SUPERNANNY: Welcome to “The Naughty Corner.” |
6 U2 and Green Day at the Louisiana Superdome | ESPN | Say what you like about U2, that Bono can work a stadium. Warming up for the first post-Katrina game (Saints versus Falcons) in the newly renovated Superdome, former crucible of a nation’s disgrace, U2 and Green Day rampaged through the Skids’ “The Saints Are Coming” with true redemptive spirit energy. Bono, of course, had his own lyrics for the occasion: “We’re living like birds in the magnolia trees . . . Child on the rooftop, mother on her knees . . . her sign reads, “PLEASE I AM AN AMERICAN!”7 Supernanny | ABC | Now in its third season, this reality show is porn for the tired parent. Supernanny Jo Frost arrives by London taxi and sheds her limey light on troubled families. Weak mums are slapped about and emotionally withdrawn dads are given hell: “Unasseptable!” says Jo. Her most enduring contribution to child care will probably be “The Naughty Corner,” a punitive magic circle enthusiastically deployed in my own household.

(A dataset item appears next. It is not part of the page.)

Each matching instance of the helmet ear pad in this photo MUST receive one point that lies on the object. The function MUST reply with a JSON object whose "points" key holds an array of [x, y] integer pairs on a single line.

8 Martin Short on the Colbert Report | Comedy Central | Personally, I find The Colbert Report a bit of a strain, like watching a one-man Broadway show: the conceit perspires a little. But when Colbert interviewed Martin Short, who actually has his own one-man Broadway show, it was 10 minutes of Old World ecstasy, two pros silkily swapping laugh lines. Bring back Jiminy Glick!
9 Martin Amis on Bill Moyers on Faith & Reason | PBS | Nothing daunted by the transatlantic critical pile-ons that have greeted his last few books, this master of English prose continues to give us the benefit of his Views. On jihadism: “It is a secret no longer well-kept that killing is a joyous experience.” On God: “Certainly not an anthropomorphized being, but yes, an intelligence . . . ” (Murmured with sullen respect, as if the Deity, in terms of brainpower, might actually compare rather favorably with Martin Amis.)
10 Brian Ross doing Foleygate | ABC | This whole thing was beautiful. Outrage was ignited, hypocrites were pulled down, and as a bonus there was the immortal comedy of Ross, in his crimestopper’s monotone, dourly reading out the fatal IMs: “Do I make you a little horny? . . . Cool.”